Duke now emerges as a likely team to join North Carolina in Greensboro Coliseum the third week in March, but there's still a lot that will happen between now and then. Krzyzewski knew that as he demanded his team win Sunday night, knew that his show of emotion in the days and moments leading to the tip-off would provide a spark that would eventually wear down his own team, too.

And he did it anyway in what he called an old-fashioned ACC thriller. He said he was stunned by his team's early response to playing behind freshman point guard Elliot Williams and more than a little concerned over Wake's own response.
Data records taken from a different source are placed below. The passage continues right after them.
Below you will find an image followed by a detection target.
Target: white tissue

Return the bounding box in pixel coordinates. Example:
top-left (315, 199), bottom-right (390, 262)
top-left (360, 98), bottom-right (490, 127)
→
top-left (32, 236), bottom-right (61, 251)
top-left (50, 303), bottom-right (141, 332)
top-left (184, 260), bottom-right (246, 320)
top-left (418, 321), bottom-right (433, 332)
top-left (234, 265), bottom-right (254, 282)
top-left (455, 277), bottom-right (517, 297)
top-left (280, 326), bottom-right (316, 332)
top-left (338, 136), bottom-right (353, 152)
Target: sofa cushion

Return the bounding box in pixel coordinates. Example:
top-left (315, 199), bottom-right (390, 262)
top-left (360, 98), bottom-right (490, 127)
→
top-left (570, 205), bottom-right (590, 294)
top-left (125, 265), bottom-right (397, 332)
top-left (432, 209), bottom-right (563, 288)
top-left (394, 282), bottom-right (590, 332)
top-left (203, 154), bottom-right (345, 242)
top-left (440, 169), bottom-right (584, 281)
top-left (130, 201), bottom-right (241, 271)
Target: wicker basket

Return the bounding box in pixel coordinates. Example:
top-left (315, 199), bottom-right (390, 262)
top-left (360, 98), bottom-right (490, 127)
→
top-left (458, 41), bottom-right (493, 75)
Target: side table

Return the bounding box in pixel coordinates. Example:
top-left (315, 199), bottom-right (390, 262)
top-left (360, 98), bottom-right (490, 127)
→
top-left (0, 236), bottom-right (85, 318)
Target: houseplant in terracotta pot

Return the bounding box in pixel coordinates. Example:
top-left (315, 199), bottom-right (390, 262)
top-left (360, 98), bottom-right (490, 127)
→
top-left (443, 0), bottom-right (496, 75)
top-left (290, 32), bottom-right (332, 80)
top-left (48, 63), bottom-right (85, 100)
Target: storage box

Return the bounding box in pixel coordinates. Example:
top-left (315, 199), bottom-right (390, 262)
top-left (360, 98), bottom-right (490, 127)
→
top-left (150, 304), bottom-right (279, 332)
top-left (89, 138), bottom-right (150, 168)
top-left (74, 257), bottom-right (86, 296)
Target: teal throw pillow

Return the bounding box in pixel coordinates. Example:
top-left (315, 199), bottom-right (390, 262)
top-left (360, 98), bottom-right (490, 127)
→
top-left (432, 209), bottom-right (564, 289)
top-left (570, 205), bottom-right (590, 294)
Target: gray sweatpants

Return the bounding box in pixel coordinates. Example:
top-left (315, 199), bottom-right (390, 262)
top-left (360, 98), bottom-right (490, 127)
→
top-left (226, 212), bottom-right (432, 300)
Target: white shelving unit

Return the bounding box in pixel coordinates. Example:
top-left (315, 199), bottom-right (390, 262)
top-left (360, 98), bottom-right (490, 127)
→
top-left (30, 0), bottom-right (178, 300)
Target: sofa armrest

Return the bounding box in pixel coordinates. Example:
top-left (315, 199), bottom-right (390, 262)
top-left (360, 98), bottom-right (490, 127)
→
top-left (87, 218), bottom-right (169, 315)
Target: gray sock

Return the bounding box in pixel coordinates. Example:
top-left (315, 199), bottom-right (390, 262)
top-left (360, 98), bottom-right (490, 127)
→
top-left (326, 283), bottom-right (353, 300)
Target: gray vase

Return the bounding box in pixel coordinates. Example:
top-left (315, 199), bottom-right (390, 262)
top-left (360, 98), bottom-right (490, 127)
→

"We didn't know what the hell to do to stop them," Krzyzewski said. "They're so good offensively. So good."

He switched assignments, tried playing zone, weathered Wake's long run then answered one more time after Krzyzewski had taken off his jacket and reminded his team it was going to win.

"We're going to win," he repeated afterward. "Not that we have to win. It's a subtle thing, but it's an important thing."

During a late timeout, with the crowd catching its breath and his players standing with their hands on their hips and Wake still standing despite the repeated Duke flurries, Krzyzewski again burst through his players and addressed his team and then the crowd.

"C'mon!" he screamed.

They did.

Duke took down Wake Forest in the kind of game they played in this league a long time ago, the kind of game they play in this league a lot these days, too.

The ninth-ranked Blue Devils beat eighth-ranked Wake at the end of a strange week in college basketball, one that saw four of the top 10 teams lose.

Krzyzewski decided Duke would not be that fourth team, and he told his team just that, in so many words.

And screams.

And fist pumps.

Eventually, Wake Forest cracked and fell near the end of a hard-fought game near the end of a long, strange season.